Monitoring from inside the cluster
Prometheus node‑exporter already scrapes cgroup v2 metrics when the --collector.cgroups flag is enabled. You can visualize per‑slice CPU and memory usage with a Grafana dashboard that queries:
rate(container_cpu_user_seconds_total{slice=~"k8s-.*"}[1m])
and
container_memory_working_set_bytes{slice=~"k8s-.*"}
Debugging and Monitoring
Inspecting a cgroup
# Show the full tree with enabled controllers
sudo systemd-cgls --tree --all
# Dump the configuration of a specific slice
cat /sys/fs/cgroup/services/nginx/cpu.max
cat /sys/fs/cgroup/services/nginx/memory.max
Common failure modes
| Symptom | Likely cause | Diagnostic command |
|---|---|---|
Process can’t allocate memory despite memory.max being high | memory.low is set too low, causing aggressive reclamation under pressure | cat /sys/fs/cgroup/<cgroup>/memory.low |
| CPU throttling appears random | cpu.max set as a period/quota pair that doesn’t align with real CPU count | cat /sys/fs/cgroup/<cgroup>/cpu.max |
| I/O limits not applied | io.max syntax error or missing major:minor numbers | cat /sys/fs/cgroup/<cgroup>/io.max |
| New containers fall back to v1 hierarchy | Kernel boot parameter cgroup_no_v1 missing, or systemd version < 244 | `systemctl cat systemd |
Live tracing with perf and cgroup2
perf can be scoped to a cgroup, enabling per‑slice performance analysis:
sudo perf top -G $(cat /sys/fs/cgroup/services/postgres/cgroup.procs | head -n1)

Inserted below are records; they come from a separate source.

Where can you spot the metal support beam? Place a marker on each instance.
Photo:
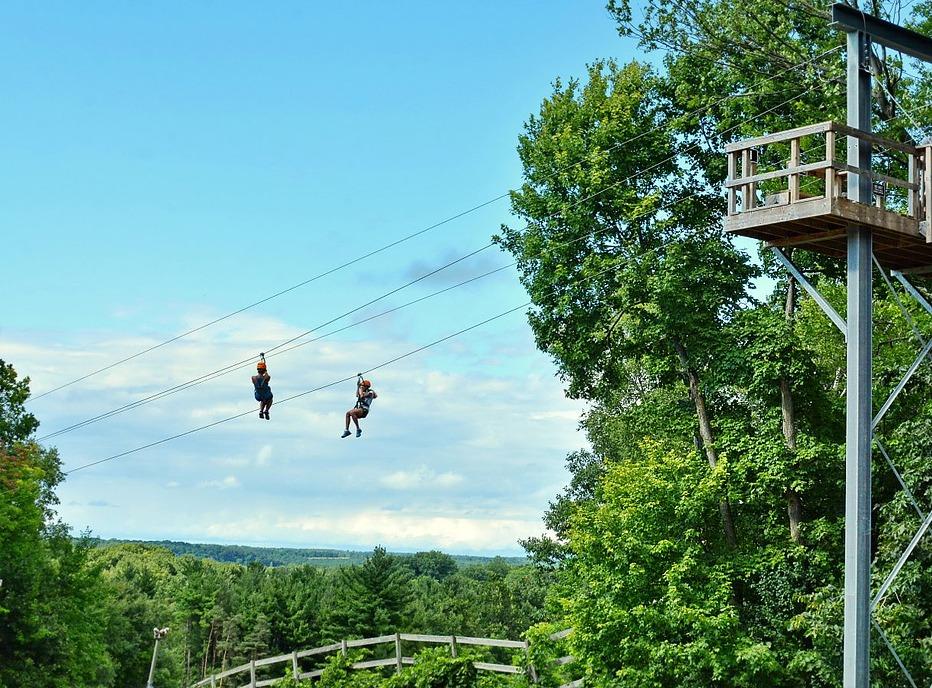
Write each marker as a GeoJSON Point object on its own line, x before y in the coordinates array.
{"type": "Point", "coordinates": [858, 434]}
{"type": "Point", "coordinates": [901, 561]}
{"type": "Point", "coordinates": [896, 656]}
{"type": "Point", "coordinates": [899, 478]}
{"type": "Point", "coordinates": [811, 290]}
{"type": "Point", "coordinates": [913, 291]}
{"type": "Point", "coordinates": [899, 302]}
{"type": "Point", "coordinates": [881, 31]}
{"type": "Point", "coordinates": [902, 384]}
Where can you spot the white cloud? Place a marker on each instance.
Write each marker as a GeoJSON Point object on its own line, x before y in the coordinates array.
{"type": "Point", "coordinates": [444, 422]}
{"type": "Point", "coordinates": [223, 484]}
{"type": "Point", "coordinates": [419, 478]}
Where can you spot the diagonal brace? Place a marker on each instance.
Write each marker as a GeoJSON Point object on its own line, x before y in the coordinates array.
{"type": "Point", "coordinates": [896, 656]}
{"type": "Point", "coordinates": [812, 291]}
{"type": "Point", "coordinates": [899, 302]}
{"type": "Point", "coordinates": [915, 293]}
{"type": "Point", "coordinates": [899, 477]}
{"type": "Point", "coordinates": [902, 560]}
{"type": "Point", "coordinates": [902, 384]}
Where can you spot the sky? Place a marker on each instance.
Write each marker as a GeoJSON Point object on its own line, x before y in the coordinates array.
{"type": "Point", "coordinates": [166, 164]}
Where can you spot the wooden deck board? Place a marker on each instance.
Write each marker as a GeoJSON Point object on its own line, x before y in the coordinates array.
{"type": "Point", "coordinates": [819, 225]}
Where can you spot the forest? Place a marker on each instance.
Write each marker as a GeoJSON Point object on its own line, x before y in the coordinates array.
{"type": "Point", "coordinates": [283, 556]}
{"type": "Point", "coordinates": [699, 541]}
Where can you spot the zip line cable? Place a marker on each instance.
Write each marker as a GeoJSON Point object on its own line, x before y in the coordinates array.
{"type": "Point", "coordinates": [240, 364]}
{"type": "Point", "coordinates": [397, 358]}
{"type": "Point", "coordinates": [302, 394]}
{"type": "Point", "coordinates": [420, 232]}
{"type": "Point", "coordinates": [328, 385]}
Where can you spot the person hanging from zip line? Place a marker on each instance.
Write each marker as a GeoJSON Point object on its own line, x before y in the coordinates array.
{"type": "Point", "coordinates": [260, 381]}
{"type": "Point", "coordinates": [364, 396]}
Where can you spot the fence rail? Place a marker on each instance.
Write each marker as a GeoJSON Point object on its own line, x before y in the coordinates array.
{"type": "Point", "coordinates": [398, 660]}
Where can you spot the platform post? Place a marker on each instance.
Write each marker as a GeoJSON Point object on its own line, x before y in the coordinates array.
{"type": "Point", "coordinates": [859, 402]}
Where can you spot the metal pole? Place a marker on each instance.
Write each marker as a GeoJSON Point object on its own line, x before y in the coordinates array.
{"type": "Point", "coordinates": [155, 652]}
{"type": "Point", "coordinates": [858, 417]}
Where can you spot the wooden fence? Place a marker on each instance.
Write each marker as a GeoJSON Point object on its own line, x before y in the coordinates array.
{"type": "Point", "coordinates": [292, 660]}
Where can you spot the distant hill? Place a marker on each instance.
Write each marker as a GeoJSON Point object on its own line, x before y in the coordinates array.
{"type": "Point", "coordinates": [285, 556]}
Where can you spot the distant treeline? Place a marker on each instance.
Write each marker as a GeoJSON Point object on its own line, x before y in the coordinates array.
{"type": "Point", "coordinates": [286, 556]}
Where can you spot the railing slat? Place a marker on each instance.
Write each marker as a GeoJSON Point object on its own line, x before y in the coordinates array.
{"type": "Point", "coordinates": [499, 668]}
{"type": "Point", "coordinates": [780, 136]}
{"type": "Point", "coordinates": [333, 647]}
{"type": "Point", "coordinates": [422, 638]}
{"type": "Point", "coordinates": [363, 642]}
{"type": "Point", "coordinates": [369, 663]}
{"type": "Point", "coordinates": [273, 660]}
{"type": "Point", "coordinates": [573, 684]}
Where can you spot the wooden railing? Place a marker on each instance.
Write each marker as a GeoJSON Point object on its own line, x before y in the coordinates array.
{"type": "Point", "coordinates": [293, 659]}
{"type": "Point", "coordinates": [750, 188]}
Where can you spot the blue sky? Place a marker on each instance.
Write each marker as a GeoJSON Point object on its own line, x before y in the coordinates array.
{"type": "Point", "coordinates": [166, 163]}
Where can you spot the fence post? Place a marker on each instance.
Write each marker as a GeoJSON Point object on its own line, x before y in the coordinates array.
{"type": "Point", "coordinates": [527, 656]}
{"type": "Point", "coordinates": [793, 187]}
{"type": "Point", "coordinates": [927, 189]}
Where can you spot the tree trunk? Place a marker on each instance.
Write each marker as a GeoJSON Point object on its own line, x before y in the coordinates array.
{"type": "Point", "coordinates": [794, 502]}
{"type": "Point", "coordinates": [708, 439]}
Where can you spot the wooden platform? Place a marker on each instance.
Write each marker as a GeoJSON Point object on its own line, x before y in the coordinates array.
{"type": "Point", "coordinates": [820, 224]}
{"type": "Point", "coordinates": [768, 197]}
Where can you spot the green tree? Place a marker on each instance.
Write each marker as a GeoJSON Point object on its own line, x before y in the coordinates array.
{"type": "Point", "coordinates": [370, 599]}
{"type": "Point", "coordinates": [52, 616]}
{"type": "Point", "coordinates": [16, 424]}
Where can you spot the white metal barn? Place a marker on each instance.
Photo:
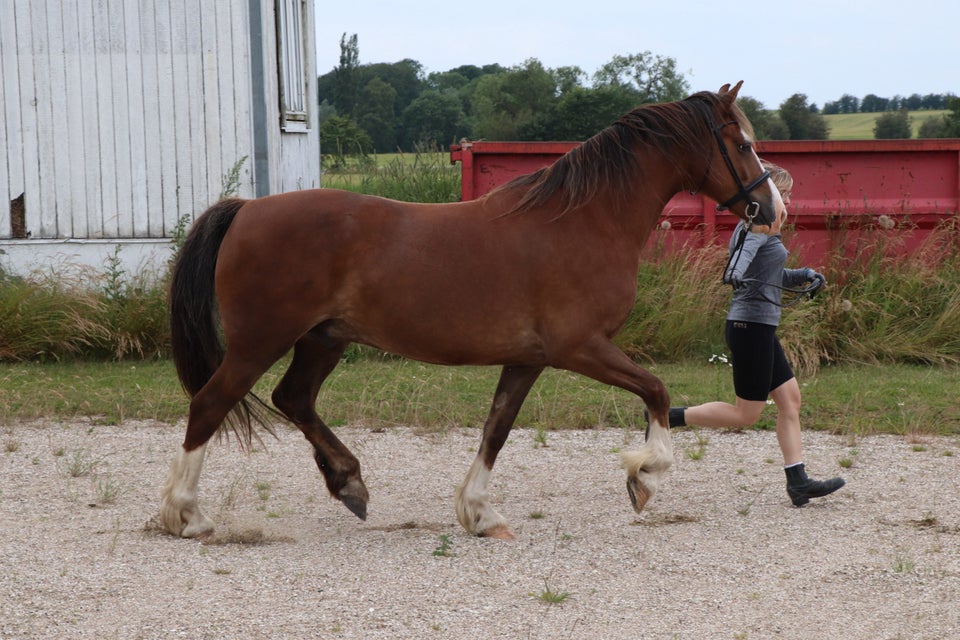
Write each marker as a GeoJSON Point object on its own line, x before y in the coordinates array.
{"type": "Point", "coordinates": [122, 117]}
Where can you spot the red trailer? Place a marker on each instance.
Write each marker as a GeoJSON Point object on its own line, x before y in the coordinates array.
{"type": "Point", "coordinates": [844, 190]}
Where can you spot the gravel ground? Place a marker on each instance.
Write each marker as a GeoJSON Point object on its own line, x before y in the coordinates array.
{"type": "Point", "coordinates": [719, 553]}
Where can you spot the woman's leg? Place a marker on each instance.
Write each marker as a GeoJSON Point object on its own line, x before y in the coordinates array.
{"type": "Point", "coordinates": [722, 414]}
{"type": "Point", "coordinates": [787, 399]}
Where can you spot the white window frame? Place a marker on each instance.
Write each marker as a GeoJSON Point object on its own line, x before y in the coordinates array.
{"type": "Point", "coordinates": [294, 112]}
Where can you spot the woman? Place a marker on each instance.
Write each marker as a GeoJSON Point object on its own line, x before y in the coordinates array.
{"type": "Point", "coordinates": [760, 369]}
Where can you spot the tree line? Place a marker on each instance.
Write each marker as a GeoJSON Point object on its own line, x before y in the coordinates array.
{"type": "Point", "coordinates": [385, 107]}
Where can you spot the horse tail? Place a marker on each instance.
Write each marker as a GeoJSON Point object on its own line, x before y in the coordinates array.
{"type": "Point", "coordinates": [196, 346]}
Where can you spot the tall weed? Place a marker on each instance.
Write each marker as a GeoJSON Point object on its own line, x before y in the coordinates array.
{"type": "Point", "coordinates": [425, 176]}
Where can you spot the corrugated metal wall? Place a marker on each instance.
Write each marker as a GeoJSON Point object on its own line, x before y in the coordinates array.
{"type": "Point", "coordinates": [121, 116]}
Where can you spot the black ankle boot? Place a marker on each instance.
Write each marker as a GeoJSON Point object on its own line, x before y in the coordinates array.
{"type": "Point", "coordinates": [800, 488]}
{"type": "Point", "coordinates": [674, 418]}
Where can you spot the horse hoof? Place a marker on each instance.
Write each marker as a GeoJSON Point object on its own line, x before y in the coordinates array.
{"type": "Point", "coordinates": [639, 494]}
{"type": "Point", "coordinates": [499, 532]}
{"type": "Point", "coordinates": [357, 506]}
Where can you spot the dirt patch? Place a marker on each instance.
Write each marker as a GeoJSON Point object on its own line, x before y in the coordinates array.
{"type": "Point", "coordinates": [720, 552]}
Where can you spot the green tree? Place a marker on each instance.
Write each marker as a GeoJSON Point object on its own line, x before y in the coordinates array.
{"type": "Point", "coordinates": [801, 120]}
{"type": "Point", "coordinates": [341, 137]}
{"type": "Point", "coordinates": [935, 127]}
{"type": "Point", "coordinates": [767, 125]}
{"type": "Point", "coordinates": [952, 119]}
{"type": "Point", "coordinates": [653, 78]}
{"type": "Point", "coordinates": [406, 77]}
{"type": "Point", "coordinates": [893, 125]}
{"type": "Point", "coordinates": [345, 75]}
{"type": "Point", "coordinates": [505, 103]}
{"type": "Point", "coordinates": [376, 116]}
{"type": "Point", "coordinates": [580, 113]}
{"type": "Point", "coordinates": [434, 117]}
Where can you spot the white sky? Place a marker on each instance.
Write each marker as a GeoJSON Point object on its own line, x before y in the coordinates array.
{"type": "Point", "coordinates": [817, 47]}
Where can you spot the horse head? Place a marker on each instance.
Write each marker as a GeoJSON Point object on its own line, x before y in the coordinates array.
{"type": "Point", "coordinates": [734, 175]}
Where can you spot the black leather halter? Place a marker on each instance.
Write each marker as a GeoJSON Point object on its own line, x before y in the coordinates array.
{"type": "Point", "coordinates": [743, 191]}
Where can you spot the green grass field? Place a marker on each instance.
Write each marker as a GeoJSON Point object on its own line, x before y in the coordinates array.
{"type": "Point", "coordinates": [859, 126]}
{"type": "Point", "coordinates": [381, 392]}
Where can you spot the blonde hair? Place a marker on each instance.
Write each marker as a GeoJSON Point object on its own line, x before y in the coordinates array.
{"type": "Point", "coordinates": [780, 176]}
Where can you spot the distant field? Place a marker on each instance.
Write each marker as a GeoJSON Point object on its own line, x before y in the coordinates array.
{"type": "Point", "coordinates": [859, 126]}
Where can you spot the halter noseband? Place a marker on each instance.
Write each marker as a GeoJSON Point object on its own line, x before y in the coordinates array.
{"type": "Point", "coordinates": [743, 191]}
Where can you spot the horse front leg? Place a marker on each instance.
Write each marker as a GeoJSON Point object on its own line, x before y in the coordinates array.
{"type": "Point", "coordinates": [603, 361]}
{"type": "Point", "coordinates": [314, 357]}
{"type": "Point", "coordinates": [472, 503]}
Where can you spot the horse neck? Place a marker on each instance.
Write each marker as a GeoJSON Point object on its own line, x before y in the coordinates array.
{"type": "Point", "coordinates": [639, 208]}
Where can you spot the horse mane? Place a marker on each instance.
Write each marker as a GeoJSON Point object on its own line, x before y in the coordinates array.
{"type": "Point", "coordinates": [607, 162]}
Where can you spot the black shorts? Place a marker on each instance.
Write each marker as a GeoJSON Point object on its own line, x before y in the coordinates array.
{"type": "Point", "coordinates": [759, 364]}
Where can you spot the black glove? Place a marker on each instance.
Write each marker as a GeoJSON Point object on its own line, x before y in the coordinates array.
{"type": "Point", "coordinates": [734, 279]}
{"type": "Point", "coordinates": [817, 281]}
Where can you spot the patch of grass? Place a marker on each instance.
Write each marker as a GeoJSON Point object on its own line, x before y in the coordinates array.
{"type": "Point", "coordinates": [859, 126]}
{"type": "Point", "coordinates": [850, 399]}
{"type": "Point", "coordinates": [445, 548]}
{"type": "Point", "coordinates": [698, 451]}
{"type": "Point", "coordinates": [903, 562]}
{"type": "Point", "coordinates": [80, 464]}
{"type": "Point", "coordinates": [423, 176]}
{"type": "Point", "coordinates": [107, 490]}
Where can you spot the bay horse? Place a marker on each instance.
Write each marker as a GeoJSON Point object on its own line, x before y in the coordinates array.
{"type": "Point", "coordinates": [539, 272]}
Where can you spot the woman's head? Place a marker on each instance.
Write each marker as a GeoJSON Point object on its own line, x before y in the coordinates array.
{"type": "Point", "coordinates": [781, 179]}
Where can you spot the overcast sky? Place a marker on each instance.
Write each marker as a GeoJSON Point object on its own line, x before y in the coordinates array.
{"type": "Point", "coordinates": [816, 47]}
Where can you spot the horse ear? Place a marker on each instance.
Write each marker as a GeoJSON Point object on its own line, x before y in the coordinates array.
{"type": "Point", "coordinates": [729, 95]}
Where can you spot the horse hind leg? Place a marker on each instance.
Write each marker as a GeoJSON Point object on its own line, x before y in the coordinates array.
{"type": "Point", "coordinates": [315, 355]}
{"type": "Point", "coordinates": [645, 467]}
{"type": "Point", "coordinates": [179, 509]}
{"type": "Point", "coordinates": [472, 504]}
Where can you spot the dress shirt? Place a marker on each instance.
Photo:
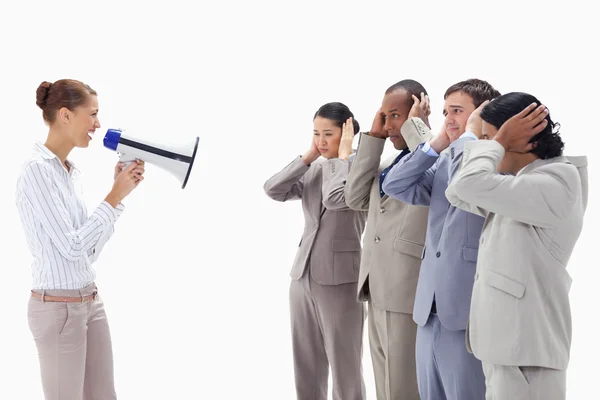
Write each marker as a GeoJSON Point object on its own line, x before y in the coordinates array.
{"type": "Point", "coordinates": [430, 152]}
{"type": "Point", "coordinates": [63, 240]}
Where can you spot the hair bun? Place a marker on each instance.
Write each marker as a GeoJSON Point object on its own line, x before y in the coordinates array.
{"type": "Point", "coordinates": [42, 94]}
{"type": "Point", "coordinates": [356, 126]}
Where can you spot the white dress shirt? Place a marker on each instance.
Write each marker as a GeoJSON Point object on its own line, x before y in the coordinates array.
{"type": "Point", "coordinates": [63, 240]}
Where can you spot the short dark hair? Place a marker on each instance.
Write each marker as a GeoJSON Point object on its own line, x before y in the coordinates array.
{"type": "Point", "coordinates": [338, 113]}
{"type": "Point", "coordinates": [548, 143]}
{"type": "Point", "coordinates": [69, 93]}
{"type": "Point", "coordinates": [411, 86]}
{"type": "Point", "coordinates": [478, 89]}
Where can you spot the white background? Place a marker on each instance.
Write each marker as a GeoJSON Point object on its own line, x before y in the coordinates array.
{"type": "Point", "coordinates": [195, 281]}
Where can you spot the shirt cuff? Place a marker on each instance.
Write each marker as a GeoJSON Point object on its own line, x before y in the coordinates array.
{"type": "Point", "coordinates": [469, 134]}
{"type": "Point", "coordinates": [428, 150]}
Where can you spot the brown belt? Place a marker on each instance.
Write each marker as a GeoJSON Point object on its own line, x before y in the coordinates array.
{"type": "Point", "coordinates": [82, 299]}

The -G flag tells perf to filter events by the cgroup of the given PID, giving you a view of the hottest functions inside that slice.
Key Takeaways
- cgroups v2’s unified hierarchy removes the fragmentation of v1, providing a single source of truth for CPU, memory, I/O, and other resources.
- Enable the required controllers once at the root (or a designated parent) via
cgroup.subtree_control; children inherit without extra work. - Production‑grade patterns—service‑per‑cgroup, tenant slices, burstable
memory.low, and per‑deviceio.max—turn abstract limits into concrete, auditable policies. - A short bootstrap script plus a systemd unit makes the hierarchy reproducible across VM images and bare‑metal servers.
- When running Kubernetes, switch the kubelet to the
systemddriver, annotate Pods with a customcgroupParent, and you gain the same isolation guarantees at scale. - Use
systemd-cgls,catof the control files, andperf -Gfor day‑to‑day debugging; Prometheus node‑exporter can surface the metrics to your observability stack.